Llama Sánchez, con su alto teléfono de hojaldre, como si llamara Sara Montiel o Elizabeth Taylor (Sara Montiel era nuestra Elizabeth Taylor en barreño de latón), y al otro lado tienen que sonar las campanillas de la cocina, los relojes de las iglesias, las puertas de las caballerizas y los trompetazos de los cuarteles, incluso en Génova. Yo entiendo a Feijóo, que además de no ser monárquico de Sánchez sabe que con nuestro presidente no se negocia, sólo se compra o se vende. Y Feijóo no tiene nada que pueda comprar ni nada que quiera vender, menos aún para que Sánchez lo revenda o desguace para sus socios (Feijóo no tiene nada, en realidad, excepto no ser Sánchez). Llama el presidente Sánchez, levanta su gran teléfono de trinchera o del Palace, pero la verdad es que sólo habla para sus camareros, botones y peinadoras. Más allá del vestidor ya no tiene poder ni merece respeto. Pero el huevito pasado por agua le llegará con ceremonia de cabeza cortada en bandeja de plata, y ya con eso él se conforma.

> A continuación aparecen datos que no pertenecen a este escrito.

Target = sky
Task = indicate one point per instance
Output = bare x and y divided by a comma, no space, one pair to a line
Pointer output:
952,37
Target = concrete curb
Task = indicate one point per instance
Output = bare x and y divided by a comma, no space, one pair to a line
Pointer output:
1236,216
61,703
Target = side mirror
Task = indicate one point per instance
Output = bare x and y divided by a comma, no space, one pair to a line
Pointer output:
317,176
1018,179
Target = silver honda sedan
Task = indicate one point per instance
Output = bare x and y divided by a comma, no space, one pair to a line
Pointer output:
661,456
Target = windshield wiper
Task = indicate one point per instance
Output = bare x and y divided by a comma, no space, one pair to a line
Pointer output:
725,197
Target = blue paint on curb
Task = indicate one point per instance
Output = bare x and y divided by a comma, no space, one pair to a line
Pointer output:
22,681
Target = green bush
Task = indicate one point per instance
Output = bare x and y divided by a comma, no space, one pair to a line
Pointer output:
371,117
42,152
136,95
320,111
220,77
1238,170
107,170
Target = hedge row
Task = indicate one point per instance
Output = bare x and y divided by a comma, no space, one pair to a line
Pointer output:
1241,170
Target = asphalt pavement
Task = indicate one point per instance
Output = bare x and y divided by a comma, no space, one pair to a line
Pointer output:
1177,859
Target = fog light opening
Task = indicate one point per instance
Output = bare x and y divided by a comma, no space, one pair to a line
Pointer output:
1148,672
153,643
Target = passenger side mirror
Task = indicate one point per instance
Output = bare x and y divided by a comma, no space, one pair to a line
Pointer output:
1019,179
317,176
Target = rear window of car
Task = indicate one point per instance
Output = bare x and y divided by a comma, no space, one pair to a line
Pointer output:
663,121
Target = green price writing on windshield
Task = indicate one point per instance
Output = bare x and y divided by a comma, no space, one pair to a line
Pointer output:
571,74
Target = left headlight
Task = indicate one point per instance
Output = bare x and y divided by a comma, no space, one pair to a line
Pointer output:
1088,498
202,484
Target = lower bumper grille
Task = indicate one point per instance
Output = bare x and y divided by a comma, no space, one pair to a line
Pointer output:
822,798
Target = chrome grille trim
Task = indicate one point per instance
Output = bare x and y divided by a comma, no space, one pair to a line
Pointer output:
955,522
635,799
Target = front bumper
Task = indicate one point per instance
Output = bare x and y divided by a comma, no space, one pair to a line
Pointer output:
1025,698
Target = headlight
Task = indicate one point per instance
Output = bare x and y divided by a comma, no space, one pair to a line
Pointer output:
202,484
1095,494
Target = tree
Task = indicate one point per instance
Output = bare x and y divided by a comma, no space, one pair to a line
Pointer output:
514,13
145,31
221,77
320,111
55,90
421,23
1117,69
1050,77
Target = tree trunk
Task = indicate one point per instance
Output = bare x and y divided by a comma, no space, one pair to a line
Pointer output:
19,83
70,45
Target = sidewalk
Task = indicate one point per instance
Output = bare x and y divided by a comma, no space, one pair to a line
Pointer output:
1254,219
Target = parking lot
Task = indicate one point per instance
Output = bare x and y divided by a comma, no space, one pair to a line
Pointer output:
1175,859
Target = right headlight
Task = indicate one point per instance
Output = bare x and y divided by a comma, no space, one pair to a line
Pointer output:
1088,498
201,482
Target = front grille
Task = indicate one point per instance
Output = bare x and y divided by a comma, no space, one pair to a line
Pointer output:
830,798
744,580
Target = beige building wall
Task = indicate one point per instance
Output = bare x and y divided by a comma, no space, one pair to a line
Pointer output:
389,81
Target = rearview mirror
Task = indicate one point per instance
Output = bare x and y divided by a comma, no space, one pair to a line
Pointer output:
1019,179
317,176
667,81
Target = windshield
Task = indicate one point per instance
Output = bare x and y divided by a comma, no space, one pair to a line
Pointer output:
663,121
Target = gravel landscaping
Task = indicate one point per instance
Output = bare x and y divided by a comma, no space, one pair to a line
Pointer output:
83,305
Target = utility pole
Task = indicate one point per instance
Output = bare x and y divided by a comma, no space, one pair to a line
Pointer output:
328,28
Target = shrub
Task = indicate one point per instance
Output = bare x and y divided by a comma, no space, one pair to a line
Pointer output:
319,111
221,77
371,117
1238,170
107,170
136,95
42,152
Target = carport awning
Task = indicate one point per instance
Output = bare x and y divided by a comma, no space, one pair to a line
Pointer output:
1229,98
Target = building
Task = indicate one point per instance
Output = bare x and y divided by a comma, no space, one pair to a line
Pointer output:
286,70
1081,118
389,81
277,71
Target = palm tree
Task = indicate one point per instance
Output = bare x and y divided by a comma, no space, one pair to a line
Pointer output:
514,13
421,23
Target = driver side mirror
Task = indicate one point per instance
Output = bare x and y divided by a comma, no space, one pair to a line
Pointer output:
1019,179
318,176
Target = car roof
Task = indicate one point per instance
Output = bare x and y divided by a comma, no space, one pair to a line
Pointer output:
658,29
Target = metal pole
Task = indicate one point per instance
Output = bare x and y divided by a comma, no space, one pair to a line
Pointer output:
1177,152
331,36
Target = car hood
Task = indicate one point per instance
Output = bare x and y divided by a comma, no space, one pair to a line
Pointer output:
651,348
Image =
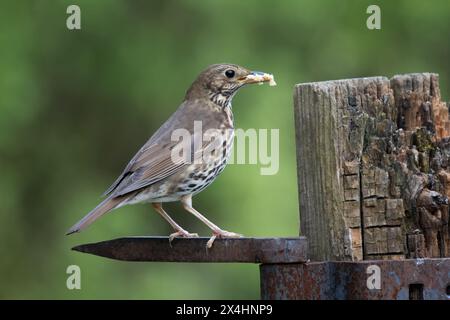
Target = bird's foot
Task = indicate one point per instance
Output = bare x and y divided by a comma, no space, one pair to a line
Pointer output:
182,234
221,234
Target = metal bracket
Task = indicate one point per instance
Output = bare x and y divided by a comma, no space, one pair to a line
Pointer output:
419,279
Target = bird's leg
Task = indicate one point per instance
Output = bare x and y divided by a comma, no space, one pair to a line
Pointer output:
180,232
217,232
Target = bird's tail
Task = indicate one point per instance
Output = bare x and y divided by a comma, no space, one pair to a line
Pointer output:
105,206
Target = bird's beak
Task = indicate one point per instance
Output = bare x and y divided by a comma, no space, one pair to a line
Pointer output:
258,77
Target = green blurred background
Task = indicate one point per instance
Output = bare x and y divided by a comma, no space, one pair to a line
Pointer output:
76,105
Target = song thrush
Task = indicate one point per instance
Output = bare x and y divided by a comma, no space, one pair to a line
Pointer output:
158,173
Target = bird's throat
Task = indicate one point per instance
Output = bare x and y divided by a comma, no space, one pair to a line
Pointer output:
222,99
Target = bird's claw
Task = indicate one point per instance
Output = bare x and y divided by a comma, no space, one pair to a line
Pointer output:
182,234
221,234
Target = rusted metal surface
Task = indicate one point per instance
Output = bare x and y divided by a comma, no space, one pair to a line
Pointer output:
250,250
399,280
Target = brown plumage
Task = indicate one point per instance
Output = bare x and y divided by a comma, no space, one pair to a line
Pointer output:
157,173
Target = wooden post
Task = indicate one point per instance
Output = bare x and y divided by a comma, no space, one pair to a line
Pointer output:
373,167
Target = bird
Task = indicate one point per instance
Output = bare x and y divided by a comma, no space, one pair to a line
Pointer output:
186,154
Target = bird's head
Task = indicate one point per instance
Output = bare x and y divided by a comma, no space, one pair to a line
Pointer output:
220,82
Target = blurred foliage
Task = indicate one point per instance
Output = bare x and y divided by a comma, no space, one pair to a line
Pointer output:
76,105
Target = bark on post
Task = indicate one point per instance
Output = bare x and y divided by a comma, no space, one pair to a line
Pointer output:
373,163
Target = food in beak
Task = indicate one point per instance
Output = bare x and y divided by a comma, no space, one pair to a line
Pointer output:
260,78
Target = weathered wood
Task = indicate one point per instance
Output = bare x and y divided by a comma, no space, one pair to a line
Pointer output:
373,167
249,250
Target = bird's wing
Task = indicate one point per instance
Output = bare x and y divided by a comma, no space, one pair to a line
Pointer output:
154,147
156,163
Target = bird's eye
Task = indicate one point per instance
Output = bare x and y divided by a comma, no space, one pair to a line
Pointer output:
229,73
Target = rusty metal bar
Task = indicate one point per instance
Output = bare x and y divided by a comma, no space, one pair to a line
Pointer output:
426,279
249,250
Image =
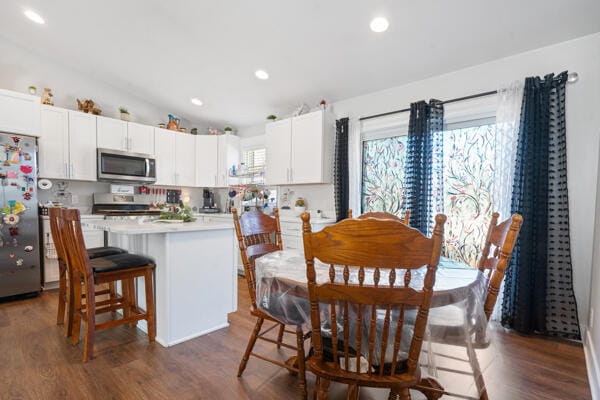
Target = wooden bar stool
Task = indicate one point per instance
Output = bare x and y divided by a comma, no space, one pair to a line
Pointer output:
65,293
85,273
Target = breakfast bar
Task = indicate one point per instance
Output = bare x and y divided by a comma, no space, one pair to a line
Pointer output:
195,276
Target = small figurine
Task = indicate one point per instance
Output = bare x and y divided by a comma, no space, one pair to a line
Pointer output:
47,97
173,123
87,106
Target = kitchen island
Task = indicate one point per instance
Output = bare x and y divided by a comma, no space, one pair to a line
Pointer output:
195,276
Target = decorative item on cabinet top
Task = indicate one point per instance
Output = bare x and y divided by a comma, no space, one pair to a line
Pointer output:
47,97
87,106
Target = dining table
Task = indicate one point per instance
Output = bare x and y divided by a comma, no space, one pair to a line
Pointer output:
456,305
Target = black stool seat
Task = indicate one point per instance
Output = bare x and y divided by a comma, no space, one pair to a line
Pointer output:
96,252
119,262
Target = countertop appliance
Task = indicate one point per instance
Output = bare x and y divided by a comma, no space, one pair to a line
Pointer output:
19,225
208,203
122,166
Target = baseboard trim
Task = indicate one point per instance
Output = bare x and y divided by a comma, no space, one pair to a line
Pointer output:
592,365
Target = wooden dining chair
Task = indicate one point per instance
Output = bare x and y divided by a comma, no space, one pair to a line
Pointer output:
386,215
493,262
65,290
367,249
87,273
258,234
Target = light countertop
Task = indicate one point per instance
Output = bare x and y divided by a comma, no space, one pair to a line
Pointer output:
148,227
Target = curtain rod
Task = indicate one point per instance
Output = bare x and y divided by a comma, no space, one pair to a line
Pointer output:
573,77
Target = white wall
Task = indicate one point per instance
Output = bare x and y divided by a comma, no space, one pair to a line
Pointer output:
583,126
20,68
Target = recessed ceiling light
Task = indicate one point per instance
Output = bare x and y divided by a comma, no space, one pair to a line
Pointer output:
379,24
35,17
260,74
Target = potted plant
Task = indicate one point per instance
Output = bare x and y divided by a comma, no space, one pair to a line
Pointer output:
124,114
300,206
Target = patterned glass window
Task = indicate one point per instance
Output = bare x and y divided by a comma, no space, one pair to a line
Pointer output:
467,183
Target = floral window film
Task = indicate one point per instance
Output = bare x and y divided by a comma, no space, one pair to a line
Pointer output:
467,185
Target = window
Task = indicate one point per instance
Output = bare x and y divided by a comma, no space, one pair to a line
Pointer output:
467,182
254,160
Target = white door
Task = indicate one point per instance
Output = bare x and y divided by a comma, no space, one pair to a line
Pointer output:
307,148
53,145
278,145
206,160
185,159
140,138
165,156
82,146
111,133
19,113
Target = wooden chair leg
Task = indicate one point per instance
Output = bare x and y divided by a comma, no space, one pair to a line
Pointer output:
352,393
404,394
62,294
301,360
150,310
322,389
250,346
90,323
76,284
280,335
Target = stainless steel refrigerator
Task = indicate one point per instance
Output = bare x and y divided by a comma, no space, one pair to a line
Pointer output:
19,239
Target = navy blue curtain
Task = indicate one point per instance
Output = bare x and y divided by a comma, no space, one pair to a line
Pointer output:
340,169
423,194
538,291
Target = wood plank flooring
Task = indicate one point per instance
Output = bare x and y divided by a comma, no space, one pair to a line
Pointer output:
37,362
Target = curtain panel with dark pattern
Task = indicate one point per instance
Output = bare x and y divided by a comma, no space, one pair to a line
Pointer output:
538,291
340,169
423,190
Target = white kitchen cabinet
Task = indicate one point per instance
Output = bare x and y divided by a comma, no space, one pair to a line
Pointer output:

El presidente Sánchez llama a Feijóo, llama con su teléfono de góndola o de bañera, con gran horquilla rococó, como Sara Montiel; llama con su turbante de toalla, con su cigarrillo con boquilla de la Pantera Rosa o de Mata Hari, con su timbrazo de emergencia de bombero de cine mudo o de antojo en un hotel de Saint-Tropez, y claro, al presidente hay que contestarle. El presidente llama, con una urgencia golosa, como un capo al que le gustan las manzanas, o con una autoridad entre militar y eclesiástica, como el coronel o el papa que quieren un huevo pasado por agua como pasado por el Espíritu Santo. El presidente Sánchez llama, que eso suena a cañonazo, a campanazo, a bastonazo, y hay que contestarle y presentarse, como si te llamara Zeus o Florentino Pérez. Al menos, eso es lo que ha dicho Calviño, que de ser la cabeza trigonométrica de la economía española va a pasar a ser una jubilada en las bañeras napoleónicas de oro de los bancos europeos, pero, antes, eso sí, quiere ser la señora que toca el cencerro en la Moncloa para que acudan los criados, los patos y el señor Feijóo, que por lo visto tiene que venir con las sales de baño o con el albornocito de ligón de Sánchez, que está ahí, mientras, enfriándose.